While InsiderAdvantage and I survey and comment on major political issues for public consumption, we also conduct research and provide strategy for private entities (as do others in our business). Over the years, we have worked for organizations that both support and oppose certain types of litigation reform. Currently we advise some lawyers on how to be "more Republican" -- not always an easy task! So let me risk all future business opportunities on both sides by bluntly revealing what I consider to be the realities of this truly "insider" political battle. It will be waged both on the federal level and in many states this year.

 Medical doctors claim that excessive jury verdicts are driving up their malpractice insurance premiums. They've decided the only prescription potent enough to cure this illness is to limit or "cap" the "non-economic damages," which are damages awarded in addition to lost wages and the like. Their wish is to cap the amount that can be awarded a plaintiff in a medical malpractice lawsuit to $250,000.

 Sounds like a great conservative remedy, right? Something that Republican voters would just love. Well, before we award this proposed solution the bona fide conservative/Republican stamp of approval, let's look at the entire truth.

 Truth No. 1 is that there does indeed appear to be too many "ambulance-chasing" lawyers out there, just as there are some arrogant, sloppy doctors. And let's not leave out corporate and defense lawyers who pad their bills and milk the system.

 Truth No. 2 is that there are too many frivolous lawsuits of all types. Our national surveys consistently show the public wants legislation to help curb the problem.

 Truth No. 3 is that when issues like this become political, the motives for the proposed remedies are often more hard-nosed politics than they are sound policy.

 Among those of us who have been either Republican candidates for public office or have served as GOP campaign strategists, many have developed an intense dislike for the seemingly virulent manner in which so many members of the trial bar automatically give tons of money to any and all Democratic challengers, even in non-competitive races. So it has only made good political sense to tie up trial-lawyer money by pushing bills and public initiatives designed to make them spend their cash on fighting policy initiatives so they can't spend as much on elections. This trend has accelerated over the past year.

 The problem is that when artificial jury-settlement caps as a solution to high-cost health care are polled straight-up with the public -- that is, absent too-typical language like "Today, doctors are ending their practices because of unfair lawsuits . . . " -- Republicans and other conservatives say they prefer other alternatives almost every time.

 Why? It's really not hard to understand. Generally, conservatives are devoted to the concept of not tampering with the fundamental intent of the Constitution. We don't like activist judges, and usually the only thing we want capped are taxes.

 But many longtime Democratic liberals on the trial lawyers' side also have trouble facing reality.

 What many Republicans want are "front-end" filters that can keep bad lawsuits out of the system. They'd like a way for juries to determine whether a lawsuit is frivolous, for example, or a requirement that the loser of a suit should compensate the other side's legal expenses.

 A complication is that there is a strong streak of populism that has younger trial lawyers backing GOP candidates. This is happening especially in the South, with its many Republican senators. And retiring Georgia Democratic Sen. Zell Miller has steadfastly refused to accept the $250,000 cap. He's more interested in snuffing out lawsuits in which millions of dollars are paid to plaintiffs in such frivolous cases as a hot coffee cup burning the hand of a fast-food customer.

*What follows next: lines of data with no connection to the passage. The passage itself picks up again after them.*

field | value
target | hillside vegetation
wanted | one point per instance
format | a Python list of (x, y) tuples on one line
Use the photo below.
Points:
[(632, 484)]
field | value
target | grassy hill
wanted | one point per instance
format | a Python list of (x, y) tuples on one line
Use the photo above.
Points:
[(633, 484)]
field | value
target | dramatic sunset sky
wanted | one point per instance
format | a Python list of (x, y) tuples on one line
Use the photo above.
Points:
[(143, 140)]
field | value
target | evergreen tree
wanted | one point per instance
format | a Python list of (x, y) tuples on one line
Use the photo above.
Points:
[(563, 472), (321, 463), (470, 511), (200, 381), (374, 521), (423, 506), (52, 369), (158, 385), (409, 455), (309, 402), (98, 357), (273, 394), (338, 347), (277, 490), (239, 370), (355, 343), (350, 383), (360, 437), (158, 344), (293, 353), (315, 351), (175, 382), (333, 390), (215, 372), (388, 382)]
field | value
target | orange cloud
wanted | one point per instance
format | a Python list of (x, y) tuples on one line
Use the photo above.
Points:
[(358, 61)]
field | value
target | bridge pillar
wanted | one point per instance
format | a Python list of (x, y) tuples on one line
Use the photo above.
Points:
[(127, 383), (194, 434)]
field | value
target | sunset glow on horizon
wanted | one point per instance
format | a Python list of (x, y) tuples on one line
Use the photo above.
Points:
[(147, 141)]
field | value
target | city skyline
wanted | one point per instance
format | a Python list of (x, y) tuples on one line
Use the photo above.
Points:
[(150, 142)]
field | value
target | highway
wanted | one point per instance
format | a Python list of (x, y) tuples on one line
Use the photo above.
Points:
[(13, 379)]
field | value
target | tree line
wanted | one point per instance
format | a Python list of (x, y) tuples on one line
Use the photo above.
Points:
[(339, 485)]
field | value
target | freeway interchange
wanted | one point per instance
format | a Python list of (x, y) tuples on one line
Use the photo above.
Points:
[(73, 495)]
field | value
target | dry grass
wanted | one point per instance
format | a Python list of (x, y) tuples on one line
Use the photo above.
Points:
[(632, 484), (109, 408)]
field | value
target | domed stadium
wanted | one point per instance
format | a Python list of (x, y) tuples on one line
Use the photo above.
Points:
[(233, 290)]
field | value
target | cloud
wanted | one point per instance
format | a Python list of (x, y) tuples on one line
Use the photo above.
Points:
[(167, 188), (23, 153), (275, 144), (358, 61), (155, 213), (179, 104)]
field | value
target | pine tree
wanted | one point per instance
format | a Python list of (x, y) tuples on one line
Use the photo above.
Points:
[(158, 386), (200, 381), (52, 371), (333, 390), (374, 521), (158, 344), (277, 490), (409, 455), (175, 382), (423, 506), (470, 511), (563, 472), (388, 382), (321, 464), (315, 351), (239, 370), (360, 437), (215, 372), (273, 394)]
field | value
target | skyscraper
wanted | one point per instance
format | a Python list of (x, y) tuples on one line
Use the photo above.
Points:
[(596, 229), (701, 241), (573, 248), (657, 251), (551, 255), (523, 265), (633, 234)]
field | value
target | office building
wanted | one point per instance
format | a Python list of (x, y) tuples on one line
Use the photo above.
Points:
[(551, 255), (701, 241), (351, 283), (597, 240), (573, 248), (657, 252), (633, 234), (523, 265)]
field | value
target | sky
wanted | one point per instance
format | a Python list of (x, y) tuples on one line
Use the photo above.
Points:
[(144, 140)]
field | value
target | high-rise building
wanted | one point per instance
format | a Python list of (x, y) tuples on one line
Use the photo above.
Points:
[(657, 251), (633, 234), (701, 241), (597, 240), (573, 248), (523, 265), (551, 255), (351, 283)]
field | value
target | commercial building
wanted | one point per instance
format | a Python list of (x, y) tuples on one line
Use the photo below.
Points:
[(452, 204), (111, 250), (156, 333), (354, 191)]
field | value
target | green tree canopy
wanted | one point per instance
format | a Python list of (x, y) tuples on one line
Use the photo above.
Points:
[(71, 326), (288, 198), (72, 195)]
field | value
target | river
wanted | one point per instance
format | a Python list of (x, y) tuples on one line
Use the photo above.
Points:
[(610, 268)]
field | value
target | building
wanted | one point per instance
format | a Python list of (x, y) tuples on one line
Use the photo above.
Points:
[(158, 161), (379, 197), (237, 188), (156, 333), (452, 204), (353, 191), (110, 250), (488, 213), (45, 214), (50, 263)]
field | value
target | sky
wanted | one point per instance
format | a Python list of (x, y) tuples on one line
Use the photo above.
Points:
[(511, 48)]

 As the new Congress gathers in Washington, Republican senators from populist states are being asked to risk a growing base of political support. These lawmakers fear seeing future political ads pointing to the harm done to stay-at-home moms and children who might gain little by economic-damage awards, thereby implying that their lives are essentially of less value than those who are employed.

 In reality, many GOP leaders view the "get-even" strategy of caps to be a less-than-conservative solution. Just over a year ago, a similar cap proposal by Florida Gov. Jeb Bush faced its fiercest opposition from, of all things, that state's top Republican state senators. The end result was a significant compromise designed to avoid some of the pitfalls of the $250,000 limit.

 Clearly there is a need for a re-haul of certain portions of our litigation system. But Republicans would do well to remember that tort reform doesn't list high among the public's concerns. Any reform should stay true to the conservative cause.